I needed to slow down, breathe, and remember who I am.
I think about you all out there, my readers. The ones I don’t know. The ones who are new friends, like Terry, who met me at a conference last week and thanked me for both my book and this site. The old friends. All of you are facing your own challenges every day. I don’t know what might be going on in your life right now, but I want you to know that I’m thinking of you and saying a prayer for you.
We’re all just trying to do this thing called life the best we can. If we’re people of faith (as I am), we know that everything is part of God’s bigger plan. That it all happens for a reason. That it’s all under control.
When I remember that, when I remember that this is all bigger than me, then I can trust that God will give me the strength to do what he’s called me to do. The task is not too big. Not when I remember who I am and whose I am.
My friends, whatever you’re facing today, you will not just survive but thrive.
We can get it done.
Message me on this site or write me at lindataylor5558{at}gmail.com and let me know how I can pray for you.
You’ve got so much going on, Linda.
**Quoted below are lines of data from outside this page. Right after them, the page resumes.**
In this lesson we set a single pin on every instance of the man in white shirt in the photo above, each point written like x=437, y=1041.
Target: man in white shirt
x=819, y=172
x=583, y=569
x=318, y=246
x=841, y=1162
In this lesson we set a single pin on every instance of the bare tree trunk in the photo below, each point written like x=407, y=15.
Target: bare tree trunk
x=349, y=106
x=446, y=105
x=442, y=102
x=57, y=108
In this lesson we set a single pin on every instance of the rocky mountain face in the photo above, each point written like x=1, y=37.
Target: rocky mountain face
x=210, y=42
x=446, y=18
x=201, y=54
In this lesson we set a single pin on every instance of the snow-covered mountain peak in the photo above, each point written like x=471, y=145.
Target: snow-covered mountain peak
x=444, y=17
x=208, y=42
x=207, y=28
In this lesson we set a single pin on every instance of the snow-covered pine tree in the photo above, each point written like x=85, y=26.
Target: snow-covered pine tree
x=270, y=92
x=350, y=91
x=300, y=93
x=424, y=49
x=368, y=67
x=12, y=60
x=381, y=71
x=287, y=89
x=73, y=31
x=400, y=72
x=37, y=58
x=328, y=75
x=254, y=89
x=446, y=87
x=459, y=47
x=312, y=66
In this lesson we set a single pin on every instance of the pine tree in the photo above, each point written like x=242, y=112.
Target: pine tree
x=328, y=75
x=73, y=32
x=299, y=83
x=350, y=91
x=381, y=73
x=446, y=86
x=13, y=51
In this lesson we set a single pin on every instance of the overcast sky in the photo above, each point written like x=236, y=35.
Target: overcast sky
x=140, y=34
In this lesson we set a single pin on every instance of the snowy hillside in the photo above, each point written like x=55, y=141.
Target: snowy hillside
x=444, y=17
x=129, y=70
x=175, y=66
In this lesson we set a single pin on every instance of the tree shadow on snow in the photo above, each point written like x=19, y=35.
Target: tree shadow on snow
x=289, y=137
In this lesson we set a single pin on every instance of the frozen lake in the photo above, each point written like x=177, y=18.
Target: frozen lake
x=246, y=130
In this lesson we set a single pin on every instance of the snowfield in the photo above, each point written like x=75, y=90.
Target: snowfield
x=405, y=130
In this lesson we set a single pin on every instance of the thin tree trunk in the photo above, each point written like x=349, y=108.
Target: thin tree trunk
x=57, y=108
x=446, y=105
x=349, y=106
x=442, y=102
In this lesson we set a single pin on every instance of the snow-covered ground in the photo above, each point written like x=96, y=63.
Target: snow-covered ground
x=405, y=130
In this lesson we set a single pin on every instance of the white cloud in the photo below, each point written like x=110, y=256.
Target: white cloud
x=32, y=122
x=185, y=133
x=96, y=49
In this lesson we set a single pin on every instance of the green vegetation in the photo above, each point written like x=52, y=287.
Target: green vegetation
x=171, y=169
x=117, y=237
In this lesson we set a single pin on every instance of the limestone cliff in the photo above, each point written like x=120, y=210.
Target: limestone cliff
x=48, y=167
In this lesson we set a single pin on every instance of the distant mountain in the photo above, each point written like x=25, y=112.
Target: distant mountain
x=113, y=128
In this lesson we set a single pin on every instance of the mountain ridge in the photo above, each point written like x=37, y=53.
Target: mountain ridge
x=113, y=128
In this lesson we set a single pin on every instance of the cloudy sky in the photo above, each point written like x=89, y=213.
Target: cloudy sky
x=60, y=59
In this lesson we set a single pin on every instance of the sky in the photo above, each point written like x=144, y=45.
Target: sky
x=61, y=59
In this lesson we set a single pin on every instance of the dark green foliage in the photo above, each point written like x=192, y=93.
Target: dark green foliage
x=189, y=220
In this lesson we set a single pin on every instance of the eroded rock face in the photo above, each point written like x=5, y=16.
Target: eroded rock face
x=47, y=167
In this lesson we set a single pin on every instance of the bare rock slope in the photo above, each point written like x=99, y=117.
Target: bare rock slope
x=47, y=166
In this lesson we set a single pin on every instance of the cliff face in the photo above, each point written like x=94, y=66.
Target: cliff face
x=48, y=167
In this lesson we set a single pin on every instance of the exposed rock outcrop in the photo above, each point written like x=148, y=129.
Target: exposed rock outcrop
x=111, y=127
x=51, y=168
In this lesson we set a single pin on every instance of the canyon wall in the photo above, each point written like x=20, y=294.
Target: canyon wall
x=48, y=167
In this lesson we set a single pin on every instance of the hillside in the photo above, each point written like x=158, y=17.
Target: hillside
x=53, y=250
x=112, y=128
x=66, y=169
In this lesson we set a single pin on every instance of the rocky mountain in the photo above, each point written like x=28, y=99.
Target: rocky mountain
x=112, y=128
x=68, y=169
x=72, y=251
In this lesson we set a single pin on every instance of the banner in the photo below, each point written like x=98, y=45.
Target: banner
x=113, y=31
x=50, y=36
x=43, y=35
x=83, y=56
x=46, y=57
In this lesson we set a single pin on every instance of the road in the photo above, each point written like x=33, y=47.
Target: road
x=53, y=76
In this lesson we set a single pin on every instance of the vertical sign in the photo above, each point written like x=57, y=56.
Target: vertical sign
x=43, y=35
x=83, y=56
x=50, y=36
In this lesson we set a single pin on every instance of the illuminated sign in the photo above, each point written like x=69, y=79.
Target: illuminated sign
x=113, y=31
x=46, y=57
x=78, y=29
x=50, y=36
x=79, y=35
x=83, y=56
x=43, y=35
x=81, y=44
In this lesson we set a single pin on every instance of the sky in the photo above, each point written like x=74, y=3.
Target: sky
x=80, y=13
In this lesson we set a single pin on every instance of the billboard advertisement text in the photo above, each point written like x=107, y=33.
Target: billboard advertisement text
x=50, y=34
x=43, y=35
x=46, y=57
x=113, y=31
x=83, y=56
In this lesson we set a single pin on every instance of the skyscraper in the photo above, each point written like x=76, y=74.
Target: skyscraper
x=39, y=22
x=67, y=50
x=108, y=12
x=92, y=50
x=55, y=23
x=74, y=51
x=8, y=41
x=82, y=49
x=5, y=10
That writers’ conference sounds phenomenal! Will put you on my prayer list.
Linda you know we are praying for you with all the tremendous stresses you have on you right now. I am praying God will give you strength and peace and joy and hope. You do so much for so many and do most of it behind the scenes where people don’t see the toll it takes on you. You walk so gracefully through the day that most people can’t even see the huge load you are carrying. I just wanted to thank you for all that you do to help other and most of all i wanted to thank you for being my dear friend.
It was such a pleasure to meet you, Linda. My prayers are with you to get you through this stressful time. Take care.
Thank you for this post, Linda. We just retired from the pastorate and relocated so I have felt overwhelmed for weeks/months, but a new season is ahead. Miss when we lived nearby and could share our lives. Much love to you.